Перечитав книгу через четверть века, я не только согласен с Трумэном, я даже слышу в строках Уорхола старческое кряхтение великолепного монаха Йоши Ямамото, автора «Хакагурэ» — книги самурайской мудрости. Вот такой кхэ-кхэ-кающий мотив, наблюдение:

«В сегодняшние времена, если вы мошенник, с вами всё равно считаются и высоко ценят. Вы можете писать книги, ходить на ТВ, давать интервью — вы большая величина, и никто не смотрит на вас сверху вниз потому, что вы мошенник. Вы всё равно наверху. Это потому, что больше чем чего бы то ни было народ хочет звёзд».

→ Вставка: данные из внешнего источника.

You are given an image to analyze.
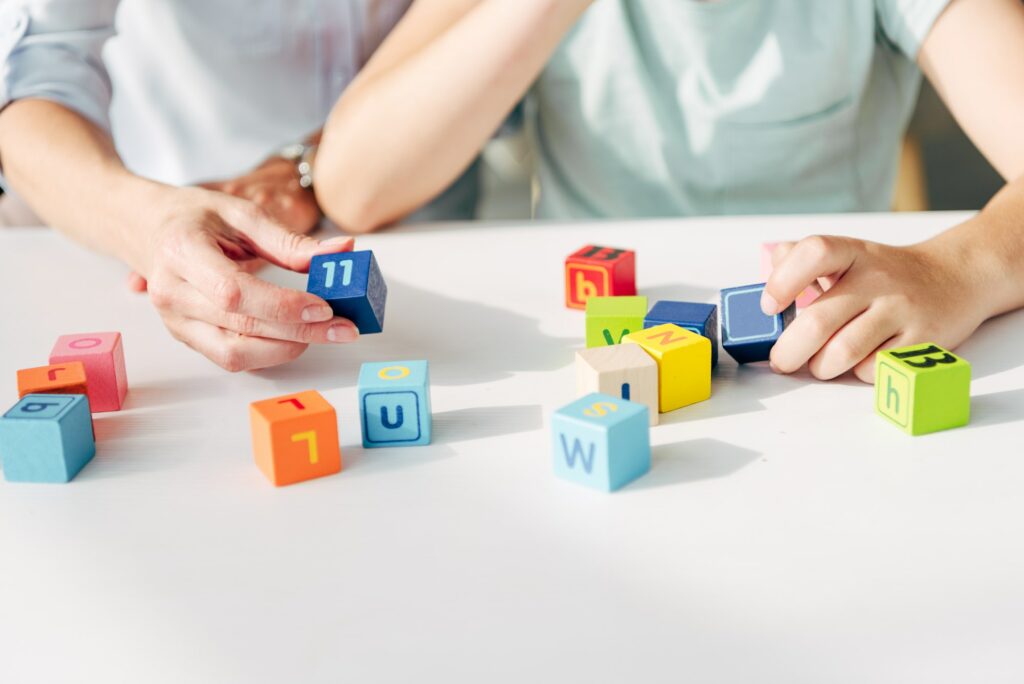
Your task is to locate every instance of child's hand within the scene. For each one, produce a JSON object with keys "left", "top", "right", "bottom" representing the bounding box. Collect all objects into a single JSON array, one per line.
[
  {"left": 132, "top": 188, "right": 357, "bottom": 372},
  {"left": 761, "top": 236, "right": 987, "bottom": 382}
]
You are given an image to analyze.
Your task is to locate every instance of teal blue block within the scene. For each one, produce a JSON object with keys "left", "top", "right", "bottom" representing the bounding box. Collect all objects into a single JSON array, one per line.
[
  {"left": 0, "top": 394, "right": 96, "bottom": 482},
  {"left": 359, "top": 361, "right": 430, "bottom": 448},
  {"left": 551, "top": 392, "right": 650, "bottom": 491}
]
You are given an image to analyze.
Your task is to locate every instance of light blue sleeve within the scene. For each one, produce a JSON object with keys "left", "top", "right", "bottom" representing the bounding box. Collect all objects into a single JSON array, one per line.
[{"left": 874, "top": 0, "right": 950, "bottom": 59}]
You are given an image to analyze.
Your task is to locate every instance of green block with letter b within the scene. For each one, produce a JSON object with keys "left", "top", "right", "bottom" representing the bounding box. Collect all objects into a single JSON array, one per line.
[{"left": 874, "top": 344, "right": 971, "bottom": 435}]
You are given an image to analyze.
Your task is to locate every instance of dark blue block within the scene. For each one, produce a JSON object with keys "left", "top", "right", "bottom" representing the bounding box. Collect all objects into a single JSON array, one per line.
[
  {"left": 643, "top": 301, "right": 718, "bottom": 368},
  {"left": 722, "top": 283, "right": 797, "bottom": 364},
  {"left": 306, "top": 250, "right": 387, "bottom": 335}
]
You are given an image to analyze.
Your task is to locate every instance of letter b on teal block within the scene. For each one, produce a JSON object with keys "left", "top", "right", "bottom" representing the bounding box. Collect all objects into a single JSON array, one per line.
[{"left": 359, "top": 361, "right": 430, "bottom": 448}]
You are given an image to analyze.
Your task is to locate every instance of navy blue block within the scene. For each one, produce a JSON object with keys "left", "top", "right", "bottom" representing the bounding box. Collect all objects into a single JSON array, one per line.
[
  {"left": 306, "top": 250, "right": 387, "bottom": 335},
  {"left": 722, "top": 283, "right": 797, "bottom": 364},
  {"left": 643, "top": 301, "right": 718, "bottom": 368}
]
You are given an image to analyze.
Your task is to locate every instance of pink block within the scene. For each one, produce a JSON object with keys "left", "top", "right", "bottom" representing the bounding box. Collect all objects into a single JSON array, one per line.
[
  {"left": 761, "top": 243, "right": 820, "bottom": 309},
  {"left": 50, "top": 333, "right": 128, "bottom": 413}
]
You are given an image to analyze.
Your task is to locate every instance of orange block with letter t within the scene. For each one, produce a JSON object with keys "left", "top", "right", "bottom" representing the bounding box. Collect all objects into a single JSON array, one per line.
[{"left": 249, "top": 390, "right": 341, "bottom": 486}]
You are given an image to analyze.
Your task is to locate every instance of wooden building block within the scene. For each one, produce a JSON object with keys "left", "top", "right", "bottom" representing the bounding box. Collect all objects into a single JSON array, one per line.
[
  {"left": 643, "top": 301, "right": 718, "bottom": 368},
  {"left": 249, "top": 390, "right": 341, "bottom": 486},
  {"left": 306, "top": 250, "right": 387, "bottom": 335},
  {"left": 565, "top": 245, "right": 637, "bottom": 309},
  {"left": 551, "top": 393, "right": 650, "bottom": 491},
  {"left": 575, "top": 344, "right": 658, "bottom": 425},
  {"left": 761, "top": 243, "right": 821, "bottom": 309},
  {"left": 587, "top": 296, "right": 647, "bottom": 347},
  {"left": 49, "top": 333, "right": 128, "bottom": 414},
  {"left": 359, "top": 360, "right": 431, "bottom": 448},
  {"left": 623, "top": 323, "right": 711, "bottom": 414},
  {"left": 17, "top": 361, "right": 87, "bottom": 397},
  {"left": 0, "top": 394, "right": 96, "bottom": 482},
  {"left": 722, "top": 283, "right": 797, "bottom": 364},
  {"left": 874, "top": 343, "right": 971, "bottom": 435}
]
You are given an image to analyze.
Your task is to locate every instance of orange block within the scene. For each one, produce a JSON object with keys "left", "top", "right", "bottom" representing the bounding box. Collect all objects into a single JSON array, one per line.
[
  {"left": 17, "top": 361, "right": 87, "bottom": 398},
  {"left": 249, "top": 390, "right": 341, "bottom": 486}
]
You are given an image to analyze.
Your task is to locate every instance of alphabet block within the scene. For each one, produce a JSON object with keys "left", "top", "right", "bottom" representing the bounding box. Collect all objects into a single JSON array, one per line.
[
  {"left": 306, "top": 250, "right": 387, "bottom": 335},
  {"left": 551, "top": 392, "right": 650, "bottom": 491},
  {"left": 623, "top": 323, "right": 711, "bottom": 414},
  {"left": 643, "top": 301, "right": 718, "bottom": 368},
  {"left": 359, "top": 361, "right": 431, "bottom": 448},
  {"left": 874, "top": 343, "right": 971, "bottom": 435},
  {"left": 565, "top": 245, "right": 637, "bottom": 309},
  {"left": 0, "top": 394, "right": 96, "bottom": 482},
  {"left": 761, "top": 243, "right": 820, "bottom": 309},
  {"left": 722, "top": 283, "right": 797, "bottom": 364},
  {"left": 50, "top": 333, "right": 128, "bottom": 414},
  {"left": 575, "top": 344, "right": 657, "bottom": 425},
  {"left": 249, "top": 390, "right": 341, "bottom": 486},
  {"left": 17, "top": 361, "right": 87, "bottom": 397},
  {"left": 587, "top": 297, "right": 647, "bottom": 347}
]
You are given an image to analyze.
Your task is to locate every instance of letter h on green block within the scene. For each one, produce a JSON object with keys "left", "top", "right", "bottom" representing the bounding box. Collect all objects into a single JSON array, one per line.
[
  {"left": 359, "top": 361, "right": 430, "bottom": 448},
  {"left": 874, "top": 344, "right": 971, "bottom": 435},
  {"left": 551, "top": 392, "right": 650, "bottom": 491}
]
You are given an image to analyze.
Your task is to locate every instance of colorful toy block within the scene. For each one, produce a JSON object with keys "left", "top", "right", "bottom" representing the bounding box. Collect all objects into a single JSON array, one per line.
[
  {"left": 575, "top": 344, "right": 657, "bottom": 425},
  {"left": 49, "top": 333, "right": 128, "bottom": 414},
  {"left": 643, "top": 301, "right": 718, "bottom": 368},
  {"left": 306, "top": 250, "right": 387, "bottom": 335},
  {"left": 551, "top": 392, "right": 650, "bottom": 491},
  {"left": 587, "top": 297, "right": 647, "bottom": 347},
  {"left": 249, "top": 390, "right": 341, "bottom": 486},
  {"left": 874, "top": 343, "right": 971, "bottom": 435},
  {"left": 761, "top": 243, "right": 821, "bottom": 309},
  {"left": 623, "top": 323, "right": 711, "bottom": 414},
  {"left": 722, "top": 283, "right": 797, "bottom": 364},
  {"left": 359, "top": 361, "right": 431, "bottom": 448},
  {"left": 565, "top": 245, "right": 637, "bottom": 309},
  {"left": 17, "top": 361, "right": 87, "bottom": 396},
  {"left": 0, "top": 394, "right": 96, "bottom": 482}
]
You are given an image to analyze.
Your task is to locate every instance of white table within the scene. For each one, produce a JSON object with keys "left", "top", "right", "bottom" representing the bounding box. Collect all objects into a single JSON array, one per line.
[{"left": 0, "top": 214, "right": 1024, "bottom": 684}]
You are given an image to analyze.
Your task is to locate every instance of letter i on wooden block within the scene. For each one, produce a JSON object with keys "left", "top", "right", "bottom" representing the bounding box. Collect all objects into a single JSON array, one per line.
[
  {"left": 0, "top": 394, "right": 96, "bottom": 482},
  {"left": 623, "top": 323, "right": 711, "bottom": 414},
  {"left": 587, "top": 297, "right": 647, "bottom": 347},
  {"left": 306, "top": 250, "right": 387, "bottom": 335},
  {"left": 575, "top": 344, "right": 658, "bottom": 425},
  {"left": 722, "top": 283, "right": 797, "bottom": 364},
  {"left": 249, "top": 390, "right": 341, "bottom": 486},
  {"left": 874, "top": 344, "right": 971, "bottom": 435},
  {"left": 50, "top": 333, "right": 128, "bottom": 413},
  {"left": 551, "top": 392, "right": 650, "bottom": 491},
  {"left": 359, "top": 360, "right": 431, "bottom": 448},
  {"left": 565, "top": 245, "right": 637, "bottom": 309}
]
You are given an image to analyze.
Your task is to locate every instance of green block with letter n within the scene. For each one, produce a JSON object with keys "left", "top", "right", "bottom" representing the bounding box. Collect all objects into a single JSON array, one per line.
[
  {"left": 587, "top": 296, "right": 647, "bottom": 349},
  {"left": 874, "top": 344, "right": 971, "bottom": 435}
]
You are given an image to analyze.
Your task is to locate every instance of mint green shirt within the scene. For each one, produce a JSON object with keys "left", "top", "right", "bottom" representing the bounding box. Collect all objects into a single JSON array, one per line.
[{"left": 526, "top": 0, "right": 948, "bottom": 218}]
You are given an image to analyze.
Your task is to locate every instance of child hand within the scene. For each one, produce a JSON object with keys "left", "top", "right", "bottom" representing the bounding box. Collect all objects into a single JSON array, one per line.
[{"left": 761, "top": 236, "right": 987, "bottom": 383}]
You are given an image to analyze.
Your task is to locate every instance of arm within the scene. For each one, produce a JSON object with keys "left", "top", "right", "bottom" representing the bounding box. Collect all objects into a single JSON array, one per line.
[
  {"left": 314, "top": 0, "right": 590, "bottom": 232},
  {"left": 762, "top": 0, "right": 1024, "bottom": 382}
]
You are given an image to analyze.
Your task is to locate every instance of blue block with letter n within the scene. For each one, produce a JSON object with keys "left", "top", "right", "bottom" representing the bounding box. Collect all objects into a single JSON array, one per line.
[
  {"left": 722, "top": 283, "right": 797, "bottom": 364},
  {"left": 0, "top": 394, "right": 96, "bottom": 482},
  {"left": 359, "top": 361, "right": 430, "bottom": 448},
  {"left": 551, "top": 392, "right": 650, "bottom": 491},
  {"left": 306, "top": 250, "right": 387, "bottom": 335}
]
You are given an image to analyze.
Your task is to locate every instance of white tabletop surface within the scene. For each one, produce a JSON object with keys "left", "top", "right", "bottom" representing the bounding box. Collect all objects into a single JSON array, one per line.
[{"left": 0, "top": 214, "right": 1024, "bottom": 684}]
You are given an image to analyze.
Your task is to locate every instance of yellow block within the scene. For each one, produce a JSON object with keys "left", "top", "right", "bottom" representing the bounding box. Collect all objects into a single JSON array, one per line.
[{"left": 623, "top": 323, "right": 711, "bottom": 414}]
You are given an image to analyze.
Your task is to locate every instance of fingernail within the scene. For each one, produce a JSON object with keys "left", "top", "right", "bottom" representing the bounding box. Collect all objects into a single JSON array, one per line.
[{"left": 327, "top": 326, "right": 359, "bottom": 342}]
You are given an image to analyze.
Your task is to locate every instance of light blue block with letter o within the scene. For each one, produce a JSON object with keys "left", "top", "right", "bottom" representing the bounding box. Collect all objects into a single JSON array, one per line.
[
  {"left": 551, "top": 392, "right": 650, "bottom": 491},
  {"left": 0, "top": 394, "right": 96, "bottom": 482},
  {"left": 359, "top": 361, "right": 430, "bottom": 448}
]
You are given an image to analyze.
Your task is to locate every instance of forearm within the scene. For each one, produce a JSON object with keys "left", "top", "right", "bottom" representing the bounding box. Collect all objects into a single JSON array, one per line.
[{"left": 315, "top": 0, "right": 589, "bottom": 231}]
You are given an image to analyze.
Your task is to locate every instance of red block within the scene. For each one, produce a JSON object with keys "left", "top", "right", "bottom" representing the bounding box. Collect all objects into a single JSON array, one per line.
[
  {"left": 50, "top": 333, "right": 128, "bottom": 413},
  {"left": 565, "top": 245, "right": 637, "bottom": 309}
]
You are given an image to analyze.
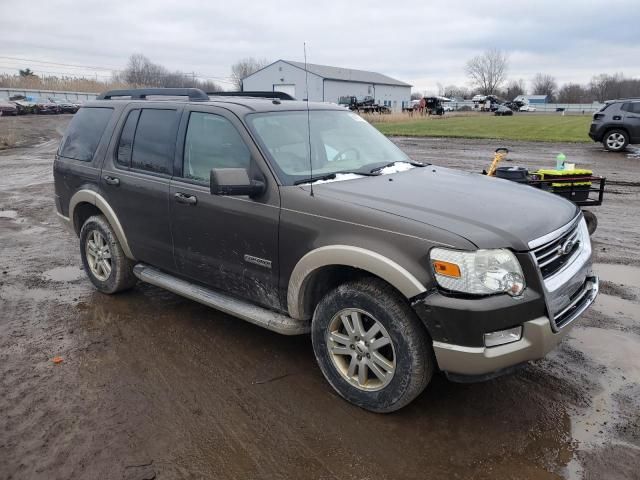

Незадолго после чтения Уорхола в траве Централ-Парка Татьяна меня познакомила с Лунным Чехом в своей гостиной. Однако меня нечем было запомнить, у меня не было тогда книг, никакой вывески. (Я написал и засомневался: а может, я познакомился с ним до того, как со словарём читал и прочёл его книгу? Нет, всё-таки после). Ну, молодой парень из России, и что? Не один я был молодой парень из России. И Бродский был из России, и Барышников, — их было за что запомнить. Вот я и пожал руку Уорхолу, и пробормотал что-то почтительное. Я тогда очень остро чувствовал, что мне нечего представить. Мне было 32 года, выглядел я на 22, и это меня спасало. В 32 надо было иметь, что представить.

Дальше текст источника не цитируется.